Termin für Abstimmung über Religionsunterricht in Berlin nicht am Tag der Europawahl - Vorwurf der "Trickserei" an Wowereit

Vorentscheid statt Volksentscheid?

Der Berliner Volksentscheid über eine Gleichstellung des Religions- mit dem Ethikunterricht findet am 26. April statt. Das beschloss der Senat am Dienstag, wie der Regierende Bürgermeister Klaus Wowereit bekanntgab. Kritiker vermuten, dass mit diesem seperatem Termin eine geringe Wahlbeteiligung gefördert werden soll. Sie hatten für den 7. Juni, dem Tag der Europawahl, plädiert. Das hätte auch Kosten vermieden.

 (DR)

Die Initiative «Pro Reli» wie auch CDU und FDP im Berliner Abgeordnetenhaus hatten dafür plädiert, den Volksentscheid zusammen mit der Europawahl am 7. Juni anzusetzen, was etwa 1,4 Millionen Euro an Mehrkosten eingespart hätte. Zudem hätte es die Chancen auf einen positiven Ausgang des Volksentscheids erhöht.

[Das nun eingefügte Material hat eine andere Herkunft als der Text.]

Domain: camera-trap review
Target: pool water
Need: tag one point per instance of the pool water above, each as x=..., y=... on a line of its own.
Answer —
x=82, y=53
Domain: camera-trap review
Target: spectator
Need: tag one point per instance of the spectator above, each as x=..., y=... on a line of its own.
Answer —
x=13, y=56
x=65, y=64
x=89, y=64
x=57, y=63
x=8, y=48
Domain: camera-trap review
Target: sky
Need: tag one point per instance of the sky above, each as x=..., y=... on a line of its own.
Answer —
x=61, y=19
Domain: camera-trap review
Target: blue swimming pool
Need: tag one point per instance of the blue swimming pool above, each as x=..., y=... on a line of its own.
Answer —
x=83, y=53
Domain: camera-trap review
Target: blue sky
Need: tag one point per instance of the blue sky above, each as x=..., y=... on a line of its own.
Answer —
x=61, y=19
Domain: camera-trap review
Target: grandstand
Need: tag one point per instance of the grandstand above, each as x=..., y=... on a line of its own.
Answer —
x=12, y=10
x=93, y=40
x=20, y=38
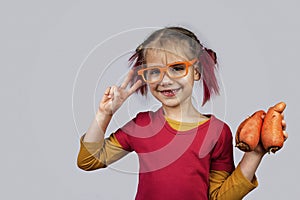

Dem Volksentscheid war ein zweistufiges Volksbegehren vorausgegangen, bei dem sich zuletzt innerhalb von vier Monaten über 260.000 Berliner für eine Gleichstellung von Religions- und Ethikunterricht an den Berliner Schulen ausgesprochen hatten. Um dieses Ziel gegen den Willen der Mehrheit in Senat und Abgeordnetenhaus durchzusetzen, müssen am 26. April rund 610.000 Bürger mit «Ja» stimmen. Der bisher letzte Volksentscheid in Berlin über den Weiterbetrieb des Flughafens Tempelhof war fast genau ein Jahr zuvor, am 27. April 2008, gescheitert.

Religionsunterricht ist in Berlin seit mehr als 60 Jahren lediglich ein freiwilliges, vom Staat finanziertes Zusatzangebot in Verantwortung der Religionsgemeinschaften. Demgegenüber ist Ethik seit 2006 Pflichtfach für alle Schüler ab der 7. Klasse.

Wowereit habe offenbar Angst vor einer Niederlage, erklärte der Berliner CDU-Landes- und Fraktionschef Frank Henkel am Dienstag in einer ersten Reaktion auf den Senatsbeschluss. Mit dem isolierten Termin hoffe der Regierende Bürgermeister nun, die Beteiligung an dem Volksentscheid so gering wie möglich zu halten.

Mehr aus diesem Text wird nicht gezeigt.